ByAnshel Pfeffer, Anshel Pfeffer
The first stage of a prisoner swap between Israel and Hizbollah took place this week amid growing fears that the two IDF soldiers captured two years ago are dead.
Hizbollah surprised Israel with a consignment of body parts, belonging to five soldiers killed during the Second Lebanon War.
The handover at Nakura on Sunday was supposed to be of convicted spy Nassim Nasser who had finished serving his six-year prison sentence in Israel.
His return to Lebanon was expected to be the first stage of a larger deal including four more Hizbollah fighters, captured by Israel in the Second Lebanon War, and Samir Kuntar, who is serving a life sentence for murdering three Israelis in 1979.
But Hizbollah had a surprise in store: a crate with the remains of Israeli soldiers. Upon examination, the remains turned out to be of five fighters who were killed in two separate incidents during the war and whose bodies were not retrieved completely for burial.
Four of the soldiers were members of the air crew of a helicopter shot down two days before the end of the 2006 war. The fifth soldier was killed in a separate incident by an anti-tank missile. The IDF notified the families of the soldiers and informed them of the plans to bury the body parts in the existing graves.
Israeli intelligence sources are uncertain of the motive behind Hizbollah’s unexpected move. It is widely believed that the movement’s leader, Hassan Nasrallah, wants to keep the Israeli side in suspense, showing that he has more cards up his sleeve for the next stage of negotiations.
Hizbollah may also have been trying to prove to its Lebanese constituency that it has the upper hand, giving body parts, in exchange for a live prisoner.
Last week, Mr Nasrallah announced in a speech in Beirut that Lebanese prisoners in Israel were “our commitment, and Samir Kuntar and his brothers will soon return to Lebanon”.
It was also reported last weekend that the German negotiator, Conrad Gerhard, had told the Israeli government that Hizbollah, most likely, is holding only the bodies of Israeli troops, and that captured soldiers Ehud Goldwasser and Eldad Regev are not alive.

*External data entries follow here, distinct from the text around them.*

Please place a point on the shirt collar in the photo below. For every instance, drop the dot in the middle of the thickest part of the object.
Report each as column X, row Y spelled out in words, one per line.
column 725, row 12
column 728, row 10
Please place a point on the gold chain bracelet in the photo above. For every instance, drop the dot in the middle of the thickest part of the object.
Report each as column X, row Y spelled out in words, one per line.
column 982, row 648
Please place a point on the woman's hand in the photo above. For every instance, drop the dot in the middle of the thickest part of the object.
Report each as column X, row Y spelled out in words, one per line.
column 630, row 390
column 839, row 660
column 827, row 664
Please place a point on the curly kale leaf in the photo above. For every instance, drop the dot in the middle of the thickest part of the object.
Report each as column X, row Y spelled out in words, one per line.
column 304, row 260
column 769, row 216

This tallies with a medical report compiled by the IDF after the attack on a border patrol in July 2006, which reached the conclusion that the two had been critically wounded in the fighting and that if they had not received immediate treatment, then they would have died.
Officially, Israel is maintaining the position that the two are alive until supplied with conclusive evidence otherwise. This is also the position of their families who are still campaigning for their return.
“They understand the real situation,” said an Israeli source close to the negotiations and the families. “But they also don’t want to acknowledge anything while there is no proof and there is even a sliver of hope.”
Hizbollah has yet to supply Israel with any information on the condition of Mr Goldwasser and Mr Regev.
The assumption that they are almost certainly dead is a factor in Israel’s refusal to Hizbollah’s demands to release also Palestinian prisoners as part of the impending deal.
Hizbollah would like to bring about the release of Palestinians also, to show that it is the defender of all the Arab people, but Israel is insisting that the Palestinian prisoners it is holding will be traded only for Sergeant Gilad Shalit, being held in Gaza, who Israel has definite proof is alive.